I’m cautiously optimistic that the same method I used to help resolve those discrepancies can be used some other missing matches of that period, however it’s a painstaking process so I’ll just fit it in when I have nothing else to do.
Adding the Syed Mushtaq Ali Trophy
I’ve added data for 648 matches from the Syed Mushtaq Ali Trophy seasons for 2016 to 2021 seasons. I was able to do this due to the fortuitous discovery that the BCCI website has ball-by-ball information hidden within the JSON data for some matches on the site. It’s not perfect, and I’ve had to work around some interesting idiosyncrasies, however it was doable and I’m happy to have the match data available.
You may have noticed that I didn’t mention the most recent (2022) season of the Trophy. Sadly the JSON data for every match I’ve checked from that season is incomplete. Only minimal data is provided for each delivery and I can’t fill in the details. I’ll check on a regular basis to see if the situation changes, but until it does I won’t be able to add the most recent iteration of the competition.

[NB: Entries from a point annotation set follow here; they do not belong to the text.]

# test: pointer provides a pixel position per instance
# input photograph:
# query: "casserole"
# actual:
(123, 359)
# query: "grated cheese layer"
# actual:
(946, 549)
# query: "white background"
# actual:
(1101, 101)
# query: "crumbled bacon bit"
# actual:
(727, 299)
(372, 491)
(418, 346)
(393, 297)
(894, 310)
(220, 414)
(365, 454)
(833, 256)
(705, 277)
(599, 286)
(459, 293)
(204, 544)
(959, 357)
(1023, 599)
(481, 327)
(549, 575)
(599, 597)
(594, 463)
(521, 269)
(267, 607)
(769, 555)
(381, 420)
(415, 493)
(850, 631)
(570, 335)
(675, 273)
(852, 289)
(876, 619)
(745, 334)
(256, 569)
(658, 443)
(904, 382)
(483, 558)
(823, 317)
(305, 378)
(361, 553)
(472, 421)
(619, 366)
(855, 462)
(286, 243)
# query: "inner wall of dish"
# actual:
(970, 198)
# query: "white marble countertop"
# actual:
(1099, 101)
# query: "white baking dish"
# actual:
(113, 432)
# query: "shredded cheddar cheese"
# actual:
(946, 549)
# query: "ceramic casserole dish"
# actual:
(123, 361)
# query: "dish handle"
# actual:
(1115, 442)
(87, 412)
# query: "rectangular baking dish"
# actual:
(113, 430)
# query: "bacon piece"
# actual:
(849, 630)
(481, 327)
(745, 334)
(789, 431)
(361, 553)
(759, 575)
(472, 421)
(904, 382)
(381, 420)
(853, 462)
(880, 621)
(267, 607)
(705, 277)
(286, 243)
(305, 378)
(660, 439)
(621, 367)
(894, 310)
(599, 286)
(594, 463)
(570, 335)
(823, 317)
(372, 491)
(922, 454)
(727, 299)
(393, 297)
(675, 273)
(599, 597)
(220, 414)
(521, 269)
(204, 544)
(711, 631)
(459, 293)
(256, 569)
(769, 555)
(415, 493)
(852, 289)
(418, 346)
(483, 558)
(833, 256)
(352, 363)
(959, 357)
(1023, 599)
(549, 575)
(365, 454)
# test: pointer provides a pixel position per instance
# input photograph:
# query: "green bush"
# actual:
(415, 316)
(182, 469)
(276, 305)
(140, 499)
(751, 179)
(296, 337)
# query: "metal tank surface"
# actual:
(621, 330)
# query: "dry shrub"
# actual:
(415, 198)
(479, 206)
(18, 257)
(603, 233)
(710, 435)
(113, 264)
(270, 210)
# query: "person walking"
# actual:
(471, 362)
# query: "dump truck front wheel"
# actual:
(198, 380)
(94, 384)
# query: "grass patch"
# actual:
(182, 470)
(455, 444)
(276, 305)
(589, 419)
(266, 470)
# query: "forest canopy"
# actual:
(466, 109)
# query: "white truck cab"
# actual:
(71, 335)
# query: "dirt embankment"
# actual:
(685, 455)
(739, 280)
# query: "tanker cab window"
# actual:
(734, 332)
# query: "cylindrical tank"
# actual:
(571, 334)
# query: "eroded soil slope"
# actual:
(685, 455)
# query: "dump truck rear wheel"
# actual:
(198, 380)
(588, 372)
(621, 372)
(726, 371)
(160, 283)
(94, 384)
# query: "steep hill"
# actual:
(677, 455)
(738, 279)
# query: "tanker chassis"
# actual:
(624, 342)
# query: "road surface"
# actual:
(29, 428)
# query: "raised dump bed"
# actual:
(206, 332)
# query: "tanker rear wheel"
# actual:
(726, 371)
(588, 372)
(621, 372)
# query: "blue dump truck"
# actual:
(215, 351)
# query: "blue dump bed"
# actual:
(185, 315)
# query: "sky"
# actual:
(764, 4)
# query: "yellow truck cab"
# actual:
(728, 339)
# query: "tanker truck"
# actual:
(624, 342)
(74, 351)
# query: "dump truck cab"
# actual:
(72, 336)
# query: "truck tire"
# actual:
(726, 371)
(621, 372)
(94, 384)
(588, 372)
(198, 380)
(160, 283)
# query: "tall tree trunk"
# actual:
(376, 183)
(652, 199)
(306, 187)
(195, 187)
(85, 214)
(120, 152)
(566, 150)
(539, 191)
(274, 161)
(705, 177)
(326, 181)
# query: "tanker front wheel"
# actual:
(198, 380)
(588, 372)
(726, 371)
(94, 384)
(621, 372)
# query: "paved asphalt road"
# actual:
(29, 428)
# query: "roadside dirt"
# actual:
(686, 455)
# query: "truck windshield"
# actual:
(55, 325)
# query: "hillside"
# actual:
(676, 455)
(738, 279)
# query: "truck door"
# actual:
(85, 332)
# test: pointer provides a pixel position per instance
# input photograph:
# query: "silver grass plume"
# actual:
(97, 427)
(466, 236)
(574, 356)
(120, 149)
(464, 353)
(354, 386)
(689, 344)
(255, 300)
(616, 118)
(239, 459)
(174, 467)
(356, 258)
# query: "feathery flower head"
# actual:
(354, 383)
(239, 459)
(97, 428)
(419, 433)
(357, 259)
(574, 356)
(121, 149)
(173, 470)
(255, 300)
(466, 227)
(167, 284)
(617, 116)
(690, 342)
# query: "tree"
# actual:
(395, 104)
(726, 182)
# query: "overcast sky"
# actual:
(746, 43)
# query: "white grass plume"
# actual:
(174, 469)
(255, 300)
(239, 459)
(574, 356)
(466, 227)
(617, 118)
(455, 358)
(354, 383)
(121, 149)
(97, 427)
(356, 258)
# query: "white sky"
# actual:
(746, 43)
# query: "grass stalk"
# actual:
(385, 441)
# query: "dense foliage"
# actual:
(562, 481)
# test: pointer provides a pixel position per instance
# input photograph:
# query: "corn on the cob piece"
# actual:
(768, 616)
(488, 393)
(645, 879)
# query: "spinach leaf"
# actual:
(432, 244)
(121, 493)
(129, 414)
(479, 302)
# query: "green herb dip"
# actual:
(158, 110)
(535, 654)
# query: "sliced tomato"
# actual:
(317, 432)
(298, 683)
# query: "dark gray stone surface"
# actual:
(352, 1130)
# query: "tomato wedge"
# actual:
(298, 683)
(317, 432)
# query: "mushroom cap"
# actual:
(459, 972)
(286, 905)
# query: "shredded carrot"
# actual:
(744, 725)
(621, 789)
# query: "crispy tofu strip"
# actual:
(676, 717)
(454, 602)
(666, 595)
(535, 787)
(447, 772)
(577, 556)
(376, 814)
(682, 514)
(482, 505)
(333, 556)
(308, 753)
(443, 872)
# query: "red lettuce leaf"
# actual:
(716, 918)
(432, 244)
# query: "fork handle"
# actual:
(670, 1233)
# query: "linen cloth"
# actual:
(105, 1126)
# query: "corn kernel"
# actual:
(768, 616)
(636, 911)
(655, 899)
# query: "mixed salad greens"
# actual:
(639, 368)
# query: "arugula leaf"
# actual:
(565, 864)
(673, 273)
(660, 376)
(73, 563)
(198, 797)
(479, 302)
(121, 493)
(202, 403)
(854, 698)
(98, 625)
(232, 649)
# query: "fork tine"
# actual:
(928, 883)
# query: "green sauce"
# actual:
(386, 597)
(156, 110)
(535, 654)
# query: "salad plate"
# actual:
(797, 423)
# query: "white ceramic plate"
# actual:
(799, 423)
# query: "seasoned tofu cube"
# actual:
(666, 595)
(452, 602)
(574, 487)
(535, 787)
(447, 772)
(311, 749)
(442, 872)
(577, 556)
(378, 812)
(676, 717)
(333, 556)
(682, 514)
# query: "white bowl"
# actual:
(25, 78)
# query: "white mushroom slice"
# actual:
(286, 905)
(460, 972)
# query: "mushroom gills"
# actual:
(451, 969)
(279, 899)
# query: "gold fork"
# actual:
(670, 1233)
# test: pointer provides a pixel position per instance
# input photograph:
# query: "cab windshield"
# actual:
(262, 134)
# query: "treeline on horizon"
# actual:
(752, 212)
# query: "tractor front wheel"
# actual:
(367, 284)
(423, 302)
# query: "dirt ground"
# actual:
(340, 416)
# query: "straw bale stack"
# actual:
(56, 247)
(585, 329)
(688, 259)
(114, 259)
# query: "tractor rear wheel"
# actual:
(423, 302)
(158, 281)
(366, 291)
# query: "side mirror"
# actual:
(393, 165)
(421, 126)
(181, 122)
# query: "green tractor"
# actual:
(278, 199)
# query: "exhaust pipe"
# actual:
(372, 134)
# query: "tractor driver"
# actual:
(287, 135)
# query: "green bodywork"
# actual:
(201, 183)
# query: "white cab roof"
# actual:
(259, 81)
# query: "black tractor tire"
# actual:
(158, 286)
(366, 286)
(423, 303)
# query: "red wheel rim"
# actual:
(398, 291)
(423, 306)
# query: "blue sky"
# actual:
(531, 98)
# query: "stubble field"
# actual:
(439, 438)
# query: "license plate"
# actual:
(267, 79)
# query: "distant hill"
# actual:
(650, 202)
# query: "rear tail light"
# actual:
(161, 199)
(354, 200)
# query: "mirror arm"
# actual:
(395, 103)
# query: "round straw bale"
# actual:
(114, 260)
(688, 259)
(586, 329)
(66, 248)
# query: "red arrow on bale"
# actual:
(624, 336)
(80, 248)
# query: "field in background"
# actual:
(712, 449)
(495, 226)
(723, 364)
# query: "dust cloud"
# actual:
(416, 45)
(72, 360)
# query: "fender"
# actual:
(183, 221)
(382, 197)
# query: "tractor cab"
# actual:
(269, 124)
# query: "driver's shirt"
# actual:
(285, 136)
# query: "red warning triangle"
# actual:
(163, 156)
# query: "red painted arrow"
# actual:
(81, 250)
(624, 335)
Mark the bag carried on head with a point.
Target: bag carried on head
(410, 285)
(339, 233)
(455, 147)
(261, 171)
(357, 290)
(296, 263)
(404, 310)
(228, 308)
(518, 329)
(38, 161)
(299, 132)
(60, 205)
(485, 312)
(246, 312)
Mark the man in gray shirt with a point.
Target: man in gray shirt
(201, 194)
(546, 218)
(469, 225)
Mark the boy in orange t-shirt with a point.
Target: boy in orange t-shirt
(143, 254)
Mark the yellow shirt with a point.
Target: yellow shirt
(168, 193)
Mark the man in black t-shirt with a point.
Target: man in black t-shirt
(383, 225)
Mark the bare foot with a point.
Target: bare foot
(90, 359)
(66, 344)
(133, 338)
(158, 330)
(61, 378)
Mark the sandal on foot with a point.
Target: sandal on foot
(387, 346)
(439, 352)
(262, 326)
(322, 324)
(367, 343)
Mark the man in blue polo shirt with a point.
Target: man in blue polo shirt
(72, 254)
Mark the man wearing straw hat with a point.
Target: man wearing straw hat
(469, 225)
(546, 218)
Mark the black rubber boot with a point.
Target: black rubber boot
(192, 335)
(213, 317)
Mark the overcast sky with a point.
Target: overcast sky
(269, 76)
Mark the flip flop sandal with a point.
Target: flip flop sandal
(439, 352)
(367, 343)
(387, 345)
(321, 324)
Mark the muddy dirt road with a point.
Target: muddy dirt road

In order to be able to add data from the BCCI website I unsurprisingly needed to be able map player ids from the site to existing Cricsheet Register ids. This has resulted in the addition of some new columns to the register data, along with 1,329 ids mapping to existing entries.
A new outcome method - VJD
Another result of the addition of the Syed Mushtaq Ali Trophy to the site is that the various data formats (for example, JSON) now support another outcome method (
VJD) which indicates that the winner of a match was determined by the Jayadevan system, an alternative to the Duckworth-Lewis-Stern system. This new system has been used in a number of seasons of the competition, and may well be used in the future, and now there is support.
Twitter and Mastodon
The project has joined the exodus from Twitter and moved to Mastodon. The old account had 1,574 followers, and the new one has just 17, however hopefully that will grow, and the account can be useful.
The new profile is at https://nitech.online/@cricsheet, or you can follow @email@example.com in your preferred Mastodon client. If you’re not ready to join Mastodon yourself but know about RSS you can subscribe to updates at https://firstname.lastname@example.org.
Adding matches from scorebooks
Finally I’m working on a small project to allow me to generate ball-by-ball data from scorebooks. This will allow me to convert some of the scorecards from the wonderful Women’s Cricket History into actual data files. I’m still ironing out the kinks, but it’s looking hopeful.